Re: [PATCH] KVM: SEV: Fix guest memory leak when handling guest requests

From: Michael Roth
Date: Mon May 20 2024 - 22:01:46 EST


On Mon, May 20, 2024 at 04:32:04PM -0700, Sean Christopherson wrote:
> On Mon, May 20, 2024, Michael Roth wrote:
> > On Mon, May 20, 2024 at 07:17:13AM -0700, Sean Christopherson wrote:
> > > On Sat, May 18, 2024, Michael Roth wrote:
> > > > Before forwarding guest requests to firmware, KVM takes a reference on
> > > > the 2 pages the guest uses for its request/response buffers. Make sure
> > > > to release these when cleaning up after the request is completed.
> > > >
> > > > Signed-off-by: Michael Roth <michael.roth@xxxxxxx>
> > > > ---
> > >
> > > ...
> > >
> > > > @@ -3970,14 +3980,11 @@ static int __snp_handle_guest_req(struct kvm *kvm, gpa_t req_gpa, gpa_t resp_gpa
> > > > return ret;
> > > >
> > > > ret = sev_issue_cmd(kvm, SEV_CMD_SNP_GUEST_REQUEST, &data, fw_err);
> > > > - if (ret)
> > > > - return ret;
> > > >
> > > > - ret = snp_cleanup_guest_buf(&data);
> > > > - if (ret)
> > > > - return ret;
> > > > + if (snp_cleanup_guest_buf(&data))
> > > > + return -EINVAL;
> > >
> > > EINVAL feels wrong. The input was completely valid. Also, forwarding the error
> >
> > Yah, EIO seems more suitable here.
> >
> > > to the guest doesn't seem like the right thing to do if KVM can't reclaim the
> > > response PFN. Shouldn't that be fatal to the VM?
> >
> > The thinking here is that pretty much all guest request failures will be
> > fatal to the guest being able to continue. At least, that's definitely
> > true for attestation. So reporting the error to the guest would allow that
> > failure to be propagated along by handling in the guest where it would
> > presumably be reported a little more clearly to the guest owner, at
> > which point the guest would most likely terminate itself anyway.
>
> But failure to convert a pfn back to shared is a _host_ issue, not a guest issue.
> E.g. it most likely indicates a bug in the host software stack, or perhaps a bad
> CPU or firmware bug.

No disagreement there, I think it's more correct to not propagate
any errors resulting from reclaim failure. Was just explaining why the
original code had propensity for propagating errors to guest, and why it
still needs to be done for firmware errors.

>
> > But there is a possibility that the guest will attempt access the response
> > PFN before/during that reporting and spin on an #NPF instead though. So
> > maybe the safer more repeatable approach is to handle the error directly
> > from KVM and propagate it to userspace.
>
> I was thinking more along the lines of KVM marking the VM as dead/bugged.

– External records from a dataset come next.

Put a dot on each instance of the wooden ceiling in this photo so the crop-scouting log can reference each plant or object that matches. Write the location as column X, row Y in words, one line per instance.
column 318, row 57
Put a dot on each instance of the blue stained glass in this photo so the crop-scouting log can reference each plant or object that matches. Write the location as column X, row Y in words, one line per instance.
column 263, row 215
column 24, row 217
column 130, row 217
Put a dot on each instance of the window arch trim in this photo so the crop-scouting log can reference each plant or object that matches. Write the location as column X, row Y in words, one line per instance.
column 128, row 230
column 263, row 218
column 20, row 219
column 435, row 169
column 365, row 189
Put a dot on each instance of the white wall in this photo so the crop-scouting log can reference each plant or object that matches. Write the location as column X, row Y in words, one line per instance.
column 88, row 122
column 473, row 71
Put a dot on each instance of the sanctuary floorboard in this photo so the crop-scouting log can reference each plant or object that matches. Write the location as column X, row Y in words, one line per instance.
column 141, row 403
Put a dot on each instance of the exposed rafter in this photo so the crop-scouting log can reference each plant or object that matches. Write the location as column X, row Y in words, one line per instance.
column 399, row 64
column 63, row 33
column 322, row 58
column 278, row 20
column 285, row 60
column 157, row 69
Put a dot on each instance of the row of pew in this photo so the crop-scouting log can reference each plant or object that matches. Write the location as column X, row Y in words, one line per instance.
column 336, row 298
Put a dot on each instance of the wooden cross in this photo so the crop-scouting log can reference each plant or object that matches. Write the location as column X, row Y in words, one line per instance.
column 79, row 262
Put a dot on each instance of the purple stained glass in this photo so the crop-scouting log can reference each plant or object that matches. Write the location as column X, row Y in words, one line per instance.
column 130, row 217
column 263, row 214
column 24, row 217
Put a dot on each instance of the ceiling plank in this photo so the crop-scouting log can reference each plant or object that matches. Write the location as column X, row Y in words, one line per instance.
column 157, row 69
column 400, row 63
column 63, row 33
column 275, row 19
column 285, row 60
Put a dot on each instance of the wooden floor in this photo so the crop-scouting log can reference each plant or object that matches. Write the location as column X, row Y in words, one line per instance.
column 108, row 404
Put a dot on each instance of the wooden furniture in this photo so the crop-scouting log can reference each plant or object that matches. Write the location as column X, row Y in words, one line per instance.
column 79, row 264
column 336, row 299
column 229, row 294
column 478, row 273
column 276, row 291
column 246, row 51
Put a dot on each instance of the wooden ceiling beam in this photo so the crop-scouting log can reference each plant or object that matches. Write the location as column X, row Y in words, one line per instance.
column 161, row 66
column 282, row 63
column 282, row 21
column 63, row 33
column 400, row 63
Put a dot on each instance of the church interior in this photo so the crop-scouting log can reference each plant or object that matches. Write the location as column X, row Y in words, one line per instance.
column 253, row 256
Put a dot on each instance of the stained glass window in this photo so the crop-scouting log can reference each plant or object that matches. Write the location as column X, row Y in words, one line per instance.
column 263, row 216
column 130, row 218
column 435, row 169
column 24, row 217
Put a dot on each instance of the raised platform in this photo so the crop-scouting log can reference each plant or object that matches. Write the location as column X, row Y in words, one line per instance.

In practice userspace will get an unhandled exit and kill the vcpu/guest,
but we could additionally flag the guest as dead. Is there a existing
mechanism for this?

>
> > But the GHCB spec does require that the firmware response code for
> > SNP_GUEST_REQUEST be passed directly to the guest via lower 32-bits of
> > SW_EXITINFO2, so we'd still want handling to pass that error on to the
> > guest, so I made some changes to retain that behavior.
>
> If and only the hypervisor completes the event.
>
> The hypervisor must save the SNP_GUEST_REQUEST return code in the lower 32-bits
> of the SW_EXITINFO2 field before completing the Guest Request NAE event.
>
> If KVM terminates the VM, there's obviously no need to fill SW_EXITINFO2.

Yah, the v2 patch will only propagate the firmware error if reclaim was
successful.

>
> Side topic, is there a plan to ratelimit Guest Requests?
>
> To avoid the possibility of a guest creating a denial of service attack against
> the SNP firmware, it is recommended that some form of rate limiting be implemented
> should it be detected that a high number of Guest Request NAE events are being
> issued.

The guest side is upstream, and Dionna submitted HV patches last year. I think
these are the latest ones:

https://www.spinics.net/lists/kvm/msg301438.html

I think it probably makes sense to try to get the throttling support in
for 6.11

-Mike